I cannot do it if there isn’t something real there. ”
“Real,” Beatrice repeated.
Cecily didn’t know if she was mocking the word or simply testing it. “You know what I mean. You have it. With Edward.”
Something moved across Beatrice’s face at that—quick and warm and a little undone, the expression she wore when Edward was mentioned in certain ways.
She looked down at the baby. “Edward was not an easy beginning.”
“No. But it was real. From the very start, even when it was difficult, it was real.” Cecily met her sister’s eyes. “That’s what I want. Not easy. Not perfectly arranged. Just… real.”
Beatrice didn’t answer immediately. The lamplight shifted. Outside, the sky was beginning to change color in the way it did just before dawn, that particular dark blue that wasn’t quite night anymore.
“And if it doesn’t come?” she asked. Not cruelly, but with genuine care, which was almost harder to hear.
Cecily had thought about this. Alone in the dark, in the particular honest hours between midnight and morning when she couldn’t pretend she hadn’t. She had thought about it carefully and had come to a conclusion she mostly believed.
“Then I’ll manage. I have things I care about. Books. People. I’m not—it isn’t as though my life would be empty.” A pause. “It would be quieter than I’d like, but I won’t fill the quiet with the wrong person just to fill it.”
Beatrice looked at her for a long moment.

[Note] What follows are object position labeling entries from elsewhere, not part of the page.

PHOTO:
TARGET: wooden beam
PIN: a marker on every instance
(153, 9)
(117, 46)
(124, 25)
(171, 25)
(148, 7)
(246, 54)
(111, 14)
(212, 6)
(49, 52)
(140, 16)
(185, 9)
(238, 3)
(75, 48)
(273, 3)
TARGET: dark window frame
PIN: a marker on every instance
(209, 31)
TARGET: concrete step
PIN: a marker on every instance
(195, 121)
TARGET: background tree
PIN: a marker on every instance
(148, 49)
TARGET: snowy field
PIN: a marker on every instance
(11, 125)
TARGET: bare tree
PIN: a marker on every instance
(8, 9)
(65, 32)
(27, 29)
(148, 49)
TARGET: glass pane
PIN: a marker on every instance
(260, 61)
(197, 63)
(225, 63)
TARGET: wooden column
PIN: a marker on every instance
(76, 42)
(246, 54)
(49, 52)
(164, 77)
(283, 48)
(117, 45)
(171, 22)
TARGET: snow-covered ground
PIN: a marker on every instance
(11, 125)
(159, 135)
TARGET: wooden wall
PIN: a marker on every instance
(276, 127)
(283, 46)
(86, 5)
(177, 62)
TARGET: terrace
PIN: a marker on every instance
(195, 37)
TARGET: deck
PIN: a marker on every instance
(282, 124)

Then she said, “That is either very brave or very stubborn, and I genuinely cannot tell which.”
“Both, probably.”
“Yes.” A small smile. “Probably.”
“Cecily.” Beatrice’s voice had shifted, that particular half-step from sister into something older, more careful.

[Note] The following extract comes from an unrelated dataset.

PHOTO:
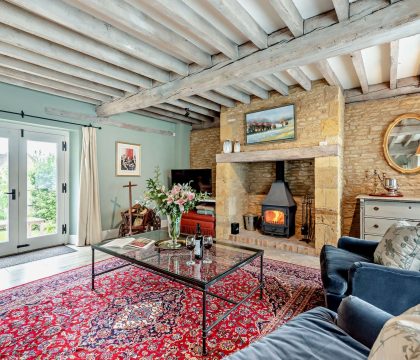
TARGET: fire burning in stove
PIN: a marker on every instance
(274, 217)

“I only mean that love is not always—it doesn’t always arrive the way it does in your novels, fully formed and certain.
Sometimes it grows. Sometimes you choose a person first, and the feeling follows. ”
“I know that.”
“Do you? Because from where I’m sitting, you’ve refused six men in three years, and your standard for something underneath it seems to be rising with each one.”
“My standards,” Cecily said with great dignity, “are entirely reasonable.”

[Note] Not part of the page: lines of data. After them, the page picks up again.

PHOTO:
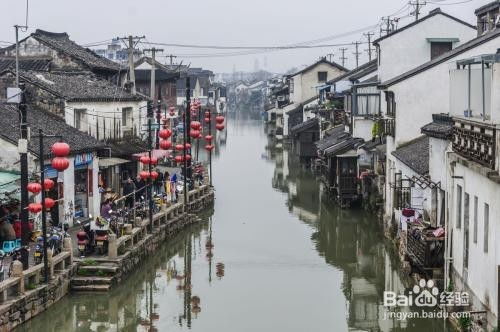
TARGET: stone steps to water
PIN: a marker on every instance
(91, 280)
(91, 288)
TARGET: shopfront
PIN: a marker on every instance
(84, 186)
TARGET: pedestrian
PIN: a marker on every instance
(128, 190)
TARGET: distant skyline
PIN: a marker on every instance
(223, 23)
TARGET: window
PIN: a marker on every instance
(475, 220)
(439, 48)
(126, 116)
(80, 119)
(459, 206)
(322, 76)
(391, 103)
(486, 225)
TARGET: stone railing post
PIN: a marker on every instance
(50, 260)
(112, 247)
(17, 272)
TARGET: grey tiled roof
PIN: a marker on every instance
(78, 86)
(415, 154)
(304, 126)
(37, 64)
(51, 124)
(62, 43)
(440, 127)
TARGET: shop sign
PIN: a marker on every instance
(83, 159)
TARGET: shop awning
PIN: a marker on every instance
(154, 153)
(107, 162)
(9, 186)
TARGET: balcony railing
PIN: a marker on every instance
(389, 127)
(475, 141)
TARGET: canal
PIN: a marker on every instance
(274, 255)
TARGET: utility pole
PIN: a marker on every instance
(172, 57)
(153, 88)
(343, 58)
(369, 36)
(131, 44)
(418, 4)
(356, 54)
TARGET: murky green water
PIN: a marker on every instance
(283, 259)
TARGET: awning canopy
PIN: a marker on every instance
(107, 162)
(9, 187)
(154, 153)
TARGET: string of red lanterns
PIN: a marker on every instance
(60, 163)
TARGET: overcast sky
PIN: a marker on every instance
(220, 22)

“Your standards,” Beatrice retorted with equal dignity, “would challenge a saint.”
“Edward was hardly a saint when you met him.”
“Edward was a disaster when I met him. But that is not the point.” Beatrice shifted the baby again, who stirred and then resettled with a sigh of profound indifference to the conversation happening above his head.
“The point is that I didn’t walk away because it wasn’t perfectly arranged.
I stayed. And it became something real because I stayed long enough to let it. ”
“I understand that.” Cecily kept her voice even.
“Truly, I do. But you also felt something, Bea, even at the beginning. Even when it was complicated, and nothing was certain, there was something there. You’ve told me as much.
” She paused. “With Mr. Alderton, there was simply nothing. And I cannot build a life on nothing and call it a foundation. I would rather have no house at all than one with nothing holding it up.”
Beatrice looked at her for a long moment. The baby breathed. The lamp burned.
“A cold arrangement,” she said finally, “is still better than scandal. Or loneliness.”
“You don’t believe that.”
“I believe it more at twenty-five than I did at eighteen.” But she said it quietly, without real conviction.
Cecily could hear the slight retreat in it—Beatrice pulling back from an argument she knew she hadn’t quite won and wasn’t entirely sure she believed herself.
The silence that followed was not uncomfortable, exactly. It was the silence of two people who loved each other and had reached the edge of what could be resolved before sunrise.
Cecily unfolded her limbs and rose from her seat. “I need some air,” she declared. “I think I’ll walk down to the shore.”
Beatrice looked up. “Now?”
“It’s nearly dawn. The light will be lovely.”